Osmanlı İmparatorluğu döneminde Musul bir Kürt eyaletidir. Güney Kürdistan'nın Hewler, Süleymaniye, Duhok, Zaho vd kentleri de  Musul'a bağlıdır. Demokrafik yapıda Kürtler baskındır. Ancak sonraki yıllarda, göçe zorlama ve nüfus yerleştirme yoluyla  Musul'un demografik yapısı değişmeye başlamıştır. Dün, yani 1923-1926 tarihleri arasında  Musul üzerinde Türkiye-İngiltere görüşmeleri, gizli ve kirli anlaşmalar, bugün de farklı cepheleşme, ittifak ve politikalarla   yürütülmek isteniyor. Bölge halkları kendileri için değil, etnik ve mezhepsel çelişkiler üzerinden yürütülen emperyalist ve sömürgeci politikalar  için savaşmaktadırlar. İslami faşist DAİŞ çetelerini besleyen ve büyüten ABD, AB, Rusya, Türkiye ve S. Arabistan gibi gerici güçler, bugün DAİŞ işgaline son vermek için insanlık ve demokrasi havarisi kesilme alçaklığını gösterebilmektedirler.

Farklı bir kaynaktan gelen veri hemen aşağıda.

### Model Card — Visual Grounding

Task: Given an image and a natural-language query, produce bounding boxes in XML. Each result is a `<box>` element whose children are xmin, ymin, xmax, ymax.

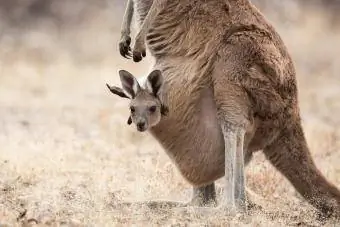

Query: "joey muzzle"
<box><xmin>136</xmin><ymin>119</ymin><xmax>147</xmax><ymax>132</ymax></box>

Oysa Irak ve Suriye'nin ezilen yoksul halkları, gerici savaş sonuçlarını katliam, soykırım, yıkım, yoksulluk, göç olarak yaşamaktadırlar. Emperyalist hegemonya ve rekabet savaşı, petrol ve doğal gaz rezervleri,  boru hatları, etnisite ve mezhepsel düşmanlıklar üzerinde her türlü uluslararası hukuk, kural ve sözleşmeyi yok sayarak devam ediyor: Rusya, düşürülen askeri uçak özürü üzerine Türkiye ile yakınlaşmakta, bunu Ukrayna, Kafkaslar, Suriye ve Halep politikalarında, NATO ve ABD/AB karşıtlığında değerlendirmek istemektedir. O nedenle Sömürgeci Türk devletinin Suriye'de Cerablus işgaline onay vermektedir. 15 Temmuz askeri darbe girişimine destek veren ABD, AB emperyalistleri, sömürgeci Türk rejiminin Kuzey Kürdistan'daki katliamlarına göz yummakta, Cerablus işgaline yeşil ışık yakmışlardır.

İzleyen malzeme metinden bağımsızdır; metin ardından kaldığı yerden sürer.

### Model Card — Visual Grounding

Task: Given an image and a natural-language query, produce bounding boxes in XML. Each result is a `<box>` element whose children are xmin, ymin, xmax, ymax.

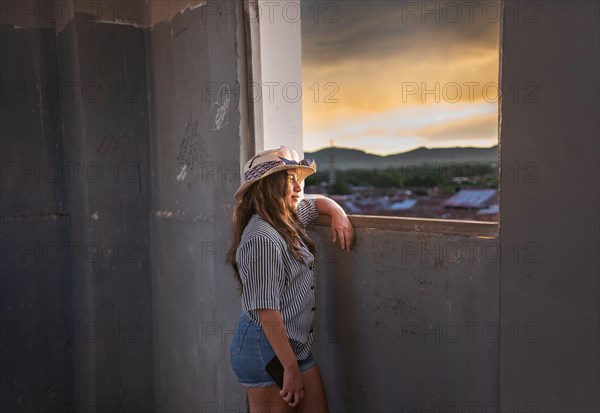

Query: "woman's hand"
<box><xmin>280</xmin><ymin>364</ymin><xmax>304</xmax><ymax>407</ymax></box>
<box><xmin>331</xmin><ymin>208</ymin><xmax>354</xmax><ymax>252</ymax></box>
<box><xmin>314</xmin><ymin>196</ymin><xmax>355</xmax><ymax>252</ymax></box>
<box><xmin>256</xmin><ymin>309</ymin><xmax>304</xmax><ymax>407</ymax></box>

Bugün Musul savaşı da danışıklı, gizli görüşmeler, günlük  ittifak arayışları, anlaşmaları ve politikalarıyla devam etmektedir. Musul'un her tarafını kuşatan askeri güçler, batı kapısını, Şengal ve Suriye-Rakka'ya yönelik kapısını, açık bırakmışlardır. Bu durum, DAİŞ çetelerinin Şengal ve Rakka'ya doğru kaçış yollarının açık bırakılması anlamına gelmektedir. Muhtemeldir ki, emperyalist ve sömürgeci bölge devletleri, Suriye'ye sığınan DAİŞ güçlerini, Suriye rejimi, PYD , YPG ve DSG'lerine karşı savaştırma planları yapmaktadırlar. Hatta Türkiye'nin savaşa katılmasıyla DAİŞ'cilerin Cerablus'ta olduğu gibi Haşdi Watani güçlerine katılmaları ya da “elbise değiştirmeleri” de pekala mümkündür.

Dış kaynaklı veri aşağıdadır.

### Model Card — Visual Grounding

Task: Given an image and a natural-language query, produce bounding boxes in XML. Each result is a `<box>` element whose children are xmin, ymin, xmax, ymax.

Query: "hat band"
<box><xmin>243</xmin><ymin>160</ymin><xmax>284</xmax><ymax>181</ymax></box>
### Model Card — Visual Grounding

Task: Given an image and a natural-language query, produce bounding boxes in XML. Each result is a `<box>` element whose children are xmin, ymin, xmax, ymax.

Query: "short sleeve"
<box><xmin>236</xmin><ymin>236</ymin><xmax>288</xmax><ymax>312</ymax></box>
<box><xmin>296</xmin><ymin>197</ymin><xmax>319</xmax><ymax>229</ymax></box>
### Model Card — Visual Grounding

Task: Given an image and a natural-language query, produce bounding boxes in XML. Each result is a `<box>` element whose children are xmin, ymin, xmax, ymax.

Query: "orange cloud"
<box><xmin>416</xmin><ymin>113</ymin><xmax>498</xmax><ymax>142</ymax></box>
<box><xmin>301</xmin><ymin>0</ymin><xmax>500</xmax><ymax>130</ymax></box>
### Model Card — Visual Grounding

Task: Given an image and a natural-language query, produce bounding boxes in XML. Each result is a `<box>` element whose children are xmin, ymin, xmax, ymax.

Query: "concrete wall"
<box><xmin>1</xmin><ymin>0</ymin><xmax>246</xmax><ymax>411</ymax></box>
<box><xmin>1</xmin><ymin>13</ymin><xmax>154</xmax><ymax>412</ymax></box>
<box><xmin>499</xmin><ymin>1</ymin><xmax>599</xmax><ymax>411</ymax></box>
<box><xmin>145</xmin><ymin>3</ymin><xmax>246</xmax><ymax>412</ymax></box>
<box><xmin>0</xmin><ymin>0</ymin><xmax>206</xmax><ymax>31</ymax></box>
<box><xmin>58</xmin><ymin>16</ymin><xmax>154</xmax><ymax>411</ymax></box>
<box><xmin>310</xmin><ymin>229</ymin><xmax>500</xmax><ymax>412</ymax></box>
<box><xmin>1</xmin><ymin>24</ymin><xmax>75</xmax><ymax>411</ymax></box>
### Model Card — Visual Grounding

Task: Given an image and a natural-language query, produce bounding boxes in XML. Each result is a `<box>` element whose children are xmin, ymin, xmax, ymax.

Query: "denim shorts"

Çünkü ABD, AB, Rusya, İran, Türkiye, KDP ve Barzani Kuzey Suriye Federasyonu gibi demokratik yönetimlerin bütün Suriye ve bölgeye genişlemesini engellemek istemektedirler.
Sömürgeci Türk rejimi, Rojava devrimi, Minbiç zaferi ve olası Musul temizliğinde Kürt halkının siyasal bir statüye doğru ilerlemekte olduğunu görmekte ve sadece Kuzey Kürdistan Kürtleri değil, bölgedeki bütün Kürtlere yönelik sömürgeci ve tekçi saldırısını, Rojava devrimi ve Güney Kürdistan yönetimini tasfiye  politikalarını bölgesel düzeyde sürdürmektedir. Irak ve Suriye'de askeri, istihbari ve siyasi bakımlarda bulunması, işgal ve saldırılarda bulunması DAİŞ ve diğer cihatçı örgütleri desteklemesi bu nedenlere dayanıyor.
Faşist T. Erdoğan ve AKP hükümeti'nin OHAL ve KHK ile ülkeyi yönetmek istemesi; parlamento, yasa ve özgürlükleri devreden çıkarması içte ve dışta gerici savaş yürütmesi ve yine tersten olarak  yürütülen bu savaş koşullarında fiilen uygulamakta olduğu başkanlık icraatı, OHAL ve KHK hükümlerini hukukileştirme yolundadır.
Ordu, donanma, hükümet ve devlet sermaye ve burjuva sınıfın emrindedir. 15 Temmuz'da derinleşen devlet krizi başkanlık sistemiyle aşılmak isteniyor. Bunun için Irkçı-faşist MHP'nin desteğini de almış bulunuyor.

Sömürgeci Türk rejiminin Musul'da savaşa katılma ısrarı, bölgede Kürt halkının Rojava devrimi ve siyasal kurumlaşmasını tasfiye etmek ve aynı zamanda bölgede S. Arabistan, Katar ile birlikte Musul'da İslamcı Sünni eksende bir yönetimin oluşmasını sağlamak hedefine bağlıdır. T. C'nin Musul üzerindeki hak iddiaları tarihseldir. Musul ve Kerkük'ü Misak-ı Milli içinde görür. Musul, Kerkük ve Halep'e ilişkin  mezhepçi, yayılmacı ve sömürgeci emeller taşımaktadır. Musul'dan sonra koşullara bağlı olarak Barzani-KDP ile birlikte  Şengal'deki Ezidi Kürt özerk bölgesini  işgal planları da başka kirli bir anlaşmanın konusudur.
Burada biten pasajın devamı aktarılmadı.